When we discuss the fourth paradigm, we talk a lot about the challenges of data size. Big data size: deluge, flood, tsunami, and landslide. However, as my colleague Catharine van Ingen recently reminded me, there is something else going on. Something that is more
subtle, or at least more hidden—treated, sometimes, almost as dirty laundry. What follows is a recap of our discussion.

So, what is this seldom-discussed issue? It’s this: in many fields of research, the distance between the scientist doing the analysis and the actual data acquisition and observation is growing. That distance accumulates because of instrumentation, computation, and—perhaps most intriguing—data reuse. The first two factors are relatively straightforward and not uncommon in the experience of many scientists. The third factor has become
more prevalent with the growth of digital data and large-scale and/or cross-discipline science.
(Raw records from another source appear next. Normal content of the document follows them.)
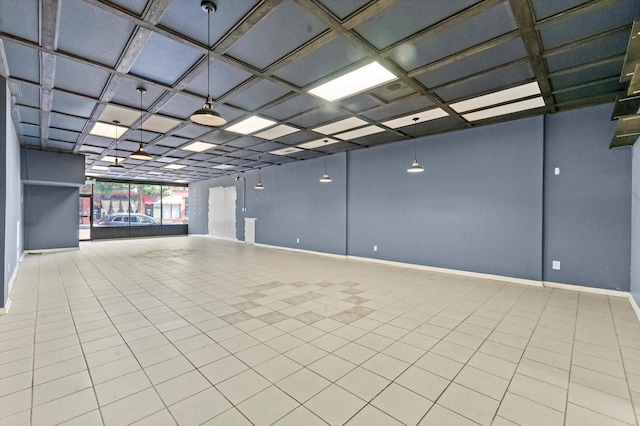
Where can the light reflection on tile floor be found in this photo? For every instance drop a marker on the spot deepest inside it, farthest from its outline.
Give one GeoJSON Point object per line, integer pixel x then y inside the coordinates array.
{"type": "Point", "coordinates": [191, 330]}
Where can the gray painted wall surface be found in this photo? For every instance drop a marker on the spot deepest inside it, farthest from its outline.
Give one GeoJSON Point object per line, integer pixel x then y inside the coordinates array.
{"type": "Point", "coordinates": [11, 203]}
{"type": "Point", "coordinates": [51, 217]}
{"type": "Point", "coordinates": [476, 207]}
{"type": "Point", "coordinates": [588, 205]}
{"type": "Point", "coordinates": [48, 168]}
{"type": "Point", "coordinates": [295, 205]}
{"type": "Point", "coordinates": [635, 225]}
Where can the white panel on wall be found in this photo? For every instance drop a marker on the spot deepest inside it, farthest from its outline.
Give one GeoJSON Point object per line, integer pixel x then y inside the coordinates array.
{"type": "Point", "coordinates": [250, 230]}
{"type": "Point", "coordinates": [222, 212]}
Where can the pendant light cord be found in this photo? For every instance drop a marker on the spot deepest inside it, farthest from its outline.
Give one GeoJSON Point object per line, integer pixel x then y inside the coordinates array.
{"type": "Point", "coordinates": [415, 142]}
{"type": "Point", "coordinates": [141, 92]}
{"type": "Point", "coordinates": [208, 53]}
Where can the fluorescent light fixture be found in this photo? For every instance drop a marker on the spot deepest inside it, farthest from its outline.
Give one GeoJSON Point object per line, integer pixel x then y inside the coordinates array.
{"type": "Point", "coordinates": [358, 133]}
{"type": "Point", "coordinates": [340, 126]}
{"type": "Point", "coordinates": [356, 81]}
{"type": "Point", "coordinates": [159, 124]}
{"type": "Point", "coordinates": [407, 120]}
{"type": "Point", "coordinates": [166, 159]}
{"type": "Point", "coordinates": [277, 132]}
{"type": "Point", "coordinates": [107, 130]}
{"type": "Point", "coordinates": [317, 143]}
{"type": "Point", "coordinates": [198, 146]}
{"type": "Point", "coordinates": [505, 109]}
{"type": "Point", "coordinates": [501, 96]}
{"type": "Point", "coordinates": [126, 116]}
{"type": "Point", "coordinates": [110, 159]}
{"type": "Point", "coordinates": [285, 151]}
{"type": "Point", "coordinates": [250, 125]}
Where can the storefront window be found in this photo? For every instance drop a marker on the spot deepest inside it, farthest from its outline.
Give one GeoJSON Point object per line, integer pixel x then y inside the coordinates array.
{"type": "Point", "coordinates": [144, 199]}
{"type": "Point", "coordinates": [111, 205]}
{"type": "Point", "coordinates": [174, 205]}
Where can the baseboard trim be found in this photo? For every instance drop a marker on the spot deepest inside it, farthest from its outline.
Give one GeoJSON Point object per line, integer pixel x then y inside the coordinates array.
{"type": "Point", "coordinates": [448, 271]}
{"type": "Point", "coordinates": [585, 289]}
{"type": "Point", "coordinates": [5, 309]}
{"type": "Point", "coordinates": [635, 306]}
{"type": "Point", "coordinates": [318, 253]}
{"type": "Point", "coordinates": [42, 251]}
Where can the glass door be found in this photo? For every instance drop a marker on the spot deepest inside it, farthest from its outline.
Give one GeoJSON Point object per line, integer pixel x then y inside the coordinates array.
{"type": "Point", "coordinates": [84, 214]}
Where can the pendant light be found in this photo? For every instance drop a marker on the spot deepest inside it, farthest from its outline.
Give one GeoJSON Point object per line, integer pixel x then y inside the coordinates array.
{"type": "Point", "coordinates": [140, 154]}
{"type": "Point", "coordinates": [415, 167]}
{"type": "Point", "coordinates": [259, 185]}
{"type": "Point", "coordinates": [325, 177]}
{"type": "Point", "coordinates": [206, 115]}
{"type": "Point", "coordinates": [116, 165]}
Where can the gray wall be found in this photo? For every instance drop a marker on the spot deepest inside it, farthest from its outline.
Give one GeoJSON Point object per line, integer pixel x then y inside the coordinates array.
{"type": "Point", "coordinates": [51, 217]}
{"type": "Point", "coordinates": [476, 207]}
{"type": "Point", "coordinates": [588, 205]}
{"type": "Point", "coordinates": [52, 168]}
{"type": "Point", "coordinates": [51, 182]}
{"type": "Point", "coordinates": [11, 203]}
{"type": "Point", "coordinates": [480, 205]}
{"type": "Point", "coordinates": [295, 205]}
{"type": "Point", "coordinates": [635, 225]}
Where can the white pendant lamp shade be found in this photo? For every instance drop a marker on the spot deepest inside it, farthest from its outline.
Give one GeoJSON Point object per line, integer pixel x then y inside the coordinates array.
{"type": "Point", "coordinates": [415, 167]}
{"type": "Point", "coordinates": [325, 177]}
{"type": "Point", "coordinates": [206, 115]}
{"type": "Point", "coordinates": [259, 185]}
{"type": "Point", "coordinates": [116, 164]}
{"type": "Point", "coordinates": [140, 154]}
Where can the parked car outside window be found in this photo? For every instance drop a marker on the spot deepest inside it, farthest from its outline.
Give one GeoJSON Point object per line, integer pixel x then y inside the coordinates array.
{"type": "Point", "coordinates": [126, 219]}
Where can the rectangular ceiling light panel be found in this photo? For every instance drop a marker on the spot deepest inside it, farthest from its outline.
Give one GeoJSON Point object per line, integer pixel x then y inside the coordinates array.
{"type": "Point", "coordinates": [159, 124]}
{"type": "Point", "coordinates": [357, 81]}
{"type": "Point", "coordinates": [107, 130]}
{"type": "Point", "coordinates": [340, 126]}
{"type": "Point", "coordinates": [126, 116]}
{"type": "Point", "coordinates": [110, 159]}
{"type": "Point", "coordinates": [251, 125]}
{"type": "Point", "coordinates": [518, 92]}
{"type": "Point", "coordinates": [285, 151]}
{"type": "Point", "coordinates": [505, 109]}
{"type": "Point", "coordinates": [277, 132]}
{"type": "Point", "coordinates": [198, 146]}
{"type": "Point", "coordinates": [317, 143]}
{"type": "Point", "coordinates": [423, 116]}
{"type": "Point", "coordinates": [358, 133]}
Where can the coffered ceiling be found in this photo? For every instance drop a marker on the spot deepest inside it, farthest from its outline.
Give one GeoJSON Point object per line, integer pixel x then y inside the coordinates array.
{"type": "Point", "coordinates": [73, 67]}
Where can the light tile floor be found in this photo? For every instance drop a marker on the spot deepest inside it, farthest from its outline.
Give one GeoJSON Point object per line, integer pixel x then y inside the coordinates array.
{"type": "Point", "coordinates": [191, 330]}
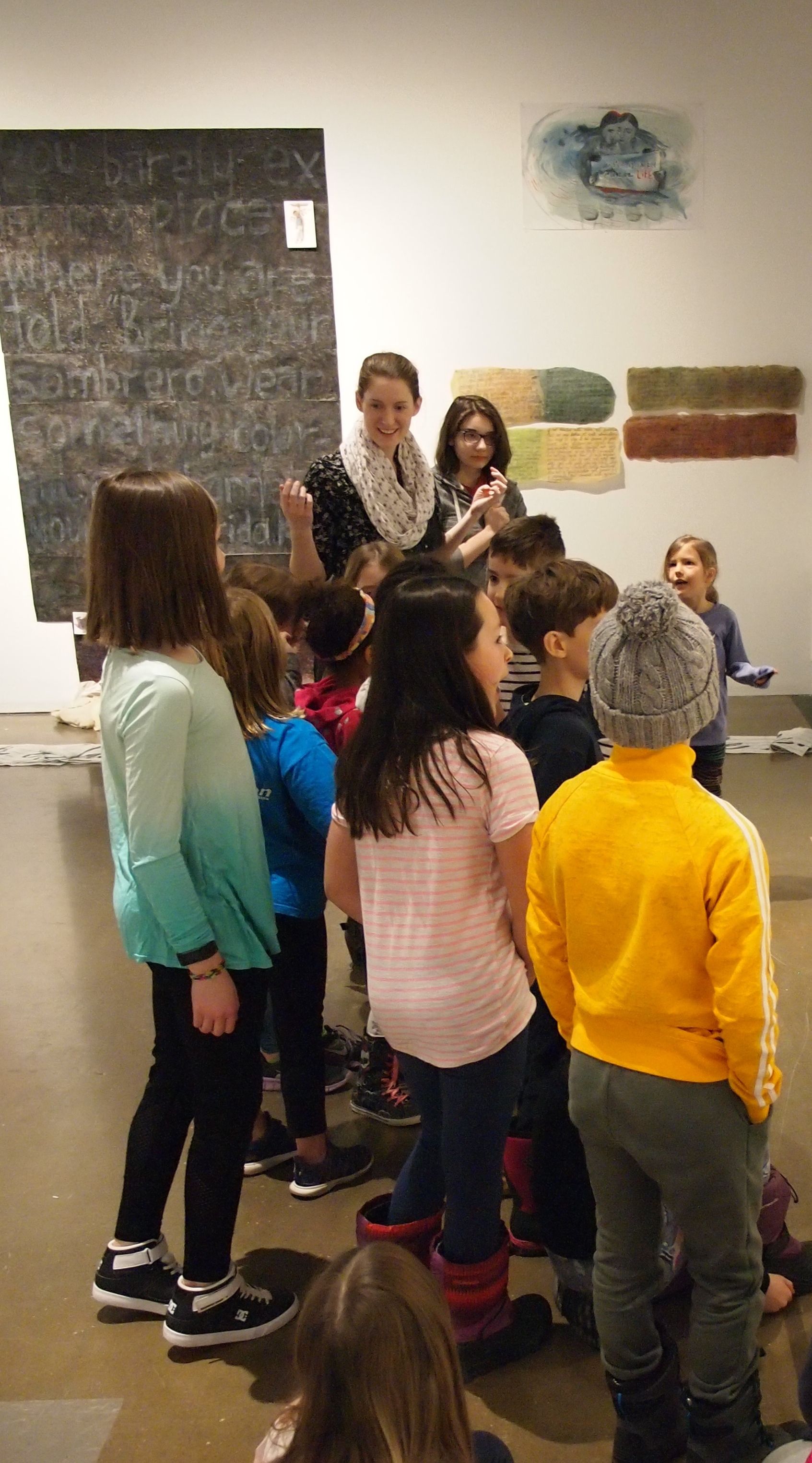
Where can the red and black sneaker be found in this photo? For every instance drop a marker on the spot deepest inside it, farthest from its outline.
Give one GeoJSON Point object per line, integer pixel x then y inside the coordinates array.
{"type": "Point", "coordinates": [381, 1092]}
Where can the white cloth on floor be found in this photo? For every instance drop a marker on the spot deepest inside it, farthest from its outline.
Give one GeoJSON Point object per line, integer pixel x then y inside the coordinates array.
{"type": "Point", "coordinates": [796, 741]}
{"type": "Point", "coordinates": [65, 754]}
{"type": "Point", "coordinates": [84, 712]}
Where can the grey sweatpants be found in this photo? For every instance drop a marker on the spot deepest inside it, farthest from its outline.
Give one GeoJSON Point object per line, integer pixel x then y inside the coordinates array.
{"type": "Point", "coordinates": [690, 1146]}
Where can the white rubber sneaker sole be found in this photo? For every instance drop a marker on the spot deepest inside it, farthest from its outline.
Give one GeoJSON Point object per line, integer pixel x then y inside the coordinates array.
{"type": "Point", "coordinates": [265, 1165]}
{"type": "Point", "coordinates": [128, 1303]}
{"type": "Point", "coordinates": [317, 1190]}
{"type": "Point", "coordinates": [226, 1338]}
Instrumentation adds distance because instruments don’t always measure the science variable of interest. A simple example is when the investigator must convert, say, a voltage reading to a temperature measurement. Instruments also aggregate data, if only because of the response time of the instrument. A detailed understanding of the instrument is also often necessary to make the conversion, due to calibration, drift, and spikes.

Computation adds distance when it involves specialized algorithms for deriving scientific variables from the raw data. An example is the stellar object cross match in astronomy. That’s the classification algorithm that matches an extracted star candidate with observed location and properties, such as magnitude and color, to a known star, known galaxy, or to
the unknown. The extraction algorithm is tightly tied to the telescope; the classification algorithm is relatively loosely coupled. The classification algorithm also requires specialized knowledge that is not necessary for many of the subsequent analyses on the cross-matched data.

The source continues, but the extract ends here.